The big "but" for the quarter was at the gross margin line. Gross margin fell more than two points from last year and missed the average Wall Street guess by about 70 basis points. Management's explanation on the call seemed reasonable -- a greater impact from foreign exchange and a higher mix of devices subject to the medical device sales tax combined to bring in a lower-than-expected number. Even so, the 5% reported decline in operating income isn't particularly compelling.
Multiple shots on goal to improve results
I wouldn't say that St. Jude got itself into bad shape, but the fact is that its core CRM and legacy heart valve businesses have slowed significantly and aren't likely to be major growth drivers in the future. That led analysts to ratchet down their expectations, targets, and ratings for the stock. I do believe, though, that the company has acquired a variety of promising technologies and products that should lift long-term revenue growth back into the mid-single digits.

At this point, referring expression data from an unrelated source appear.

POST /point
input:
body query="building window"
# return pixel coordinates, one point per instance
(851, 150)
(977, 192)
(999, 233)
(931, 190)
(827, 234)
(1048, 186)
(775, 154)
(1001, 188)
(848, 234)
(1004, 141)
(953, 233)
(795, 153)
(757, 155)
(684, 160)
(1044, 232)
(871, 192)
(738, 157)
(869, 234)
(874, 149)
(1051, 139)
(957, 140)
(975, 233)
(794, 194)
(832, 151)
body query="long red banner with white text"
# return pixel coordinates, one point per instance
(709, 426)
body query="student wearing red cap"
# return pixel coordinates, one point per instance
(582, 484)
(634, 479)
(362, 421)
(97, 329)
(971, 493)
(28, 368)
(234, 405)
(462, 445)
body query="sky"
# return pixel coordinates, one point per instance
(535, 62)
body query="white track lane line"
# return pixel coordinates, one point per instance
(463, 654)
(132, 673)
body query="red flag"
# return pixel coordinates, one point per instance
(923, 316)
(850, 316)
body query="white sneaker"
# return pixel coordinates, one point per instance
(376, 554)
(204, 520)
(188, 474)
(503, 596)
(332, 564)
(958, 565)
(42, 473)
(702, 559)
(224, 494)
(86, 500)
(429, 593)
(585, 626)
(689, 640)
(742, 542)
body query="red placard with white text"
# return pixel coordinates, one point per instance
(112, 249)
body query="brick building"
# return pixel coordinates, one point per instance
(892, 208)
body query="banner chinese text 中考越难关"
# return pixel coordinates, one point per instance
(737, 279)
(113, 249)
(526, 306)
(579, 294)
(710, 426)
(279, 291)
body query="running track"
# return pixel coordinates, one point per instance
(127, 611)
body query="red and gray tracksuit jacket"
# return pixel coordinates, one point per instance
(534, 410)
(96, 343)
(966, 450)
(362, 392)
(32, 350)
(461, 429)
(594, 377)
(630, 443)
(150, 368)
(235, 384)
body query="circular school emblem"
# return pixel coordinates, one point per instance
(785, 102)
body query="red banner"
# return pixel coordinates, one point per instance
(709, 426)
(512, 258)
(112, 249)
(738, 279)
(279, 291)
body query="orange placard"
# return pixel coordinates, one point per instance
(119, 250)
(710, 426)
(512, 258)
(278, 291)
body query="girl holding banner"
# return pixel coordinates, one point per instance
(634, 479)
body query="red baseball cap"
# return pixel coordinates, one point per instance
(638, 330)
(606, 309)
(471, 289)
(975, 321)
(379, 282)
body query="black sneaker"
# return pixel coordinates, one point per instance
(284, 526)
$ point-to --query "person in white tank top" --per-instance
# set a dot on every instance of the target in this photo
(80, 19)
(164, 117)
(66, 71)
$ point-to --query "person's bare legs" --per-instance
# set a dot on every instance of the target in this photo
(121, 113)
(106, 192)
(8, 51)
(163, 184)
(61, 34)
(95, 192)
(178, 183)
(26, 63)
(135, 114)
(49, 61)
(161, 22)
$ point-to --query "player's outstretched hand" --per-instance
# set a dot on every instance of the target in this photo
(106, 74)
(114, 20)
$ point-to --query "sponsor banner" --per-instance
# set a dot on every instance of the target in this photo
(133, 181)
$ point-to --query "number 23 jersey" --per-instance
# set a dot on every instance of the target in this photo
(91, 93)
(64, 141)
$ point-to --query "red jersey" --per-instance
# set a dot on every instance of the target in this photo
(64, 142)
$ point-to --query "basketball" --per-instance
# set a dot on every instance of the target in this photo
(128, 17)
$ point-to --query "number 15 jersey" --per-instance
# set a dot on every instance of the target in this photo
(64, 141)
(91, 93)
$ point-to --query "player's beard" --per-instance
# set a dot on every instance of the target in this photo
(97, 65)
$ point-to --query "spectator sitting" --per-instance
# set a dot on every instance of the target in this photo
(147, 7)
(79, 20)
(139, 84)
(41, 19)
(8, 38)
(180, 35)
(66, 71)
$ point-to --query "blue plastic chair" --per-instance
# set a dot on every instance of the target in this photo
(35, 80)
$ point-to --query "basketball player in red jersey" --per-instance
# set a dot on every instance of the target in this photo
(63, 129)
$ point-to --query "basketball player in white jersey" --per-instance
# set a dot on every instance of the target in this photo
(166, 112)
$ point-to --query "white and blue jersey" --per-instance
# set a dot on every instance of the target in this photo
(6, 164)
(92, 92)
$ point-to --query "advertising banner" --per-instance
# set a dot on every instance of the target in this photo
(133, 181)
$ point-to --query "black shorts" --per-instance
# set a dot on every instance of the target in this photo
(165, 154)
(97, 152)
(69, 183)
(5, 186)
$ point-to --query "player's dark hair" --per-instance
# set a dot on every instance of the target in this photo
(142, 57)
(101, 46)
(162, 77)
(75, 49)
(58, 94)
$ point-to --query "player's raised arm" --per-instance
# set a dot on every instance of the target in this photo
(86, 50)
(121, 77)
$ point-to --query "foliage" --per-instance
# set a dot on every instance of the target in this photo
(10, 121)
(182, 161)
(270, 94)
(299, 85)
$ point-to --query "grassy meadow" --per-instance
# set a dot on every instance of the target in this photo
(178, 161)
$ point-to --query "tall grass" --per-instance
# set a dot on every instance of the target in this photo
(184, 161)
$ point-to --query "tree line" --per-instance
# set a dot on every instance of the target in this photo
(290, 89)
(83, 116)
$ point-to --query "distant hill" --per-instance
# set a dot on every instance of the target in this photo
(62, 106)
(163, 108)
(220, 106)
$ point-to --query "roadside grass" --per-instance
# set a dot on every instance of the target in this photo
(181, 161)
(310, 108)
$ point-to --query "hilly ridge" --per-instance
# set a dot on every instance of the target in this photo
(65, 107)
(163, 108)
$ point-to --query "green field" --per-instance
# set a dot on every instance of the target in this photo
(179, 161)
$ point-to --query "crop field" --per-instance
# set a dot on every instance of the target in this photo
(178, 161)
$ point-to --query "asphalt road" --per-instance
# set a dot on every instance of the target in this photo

Medtronic beat the field with the first MRI-safe pacemaker, and Boston Scientific's subcutaneous ICD (acquired in its deal for Cameron Health) has significant long-term potential. Couple those two advances with St. Jude's energy leads problems, and I understand why investors were down on the CRM business. Even so, I think investors shouldn't underestimate the potential of the Nanostim leadless pacer – a device that could be multiple years ahead of Medtronic.
I'm also more bullish than average on St. Jude's transcatheter heart valve business. The prevailing wisdom is that Edwards Lifesciences and Medtronic will have the market locked up before St. Jude is even in the running, but I think St. Jude's cuff design and the ability to resheath and reposition the valve will be solid enough factors to at least allow mid-teens market share.
CardioMems is another interesting opportunity for St. Jude. CardioMems has developed an implanted sensor that measures pulmonary artery pressure and allows doctors to adjust the treatment protocols for congestive heart failure patients, improving their health and reducing the number of hospitalizations. This isn't a slam-dunk marketing success (the FDA panel voted 6-4 that the benefits outweighed the risks, but also only 4-7 that there was "reasonable assurance" of efficacy). St. Jude has the option to acquire CardioMems, and the device could address a nearly $2 billion revenue opportunity at full penetration.
The bottom line
I've been a St. Jude bull for a while, but the valuation is harder and harder to justify. While I do believe you can argue for a fair value of $55 if everything goes well (based on revenue and cash flow growth in the 6% to 7% range), my base-case scenario is closer to $50 right now. I wouldn't be in a hurry to sell if I owned shares (though I might think about protective stops), but it's hard for me to argue as strongly for buying St. Jude now that sentiment has shifted more firmly into bullish territory.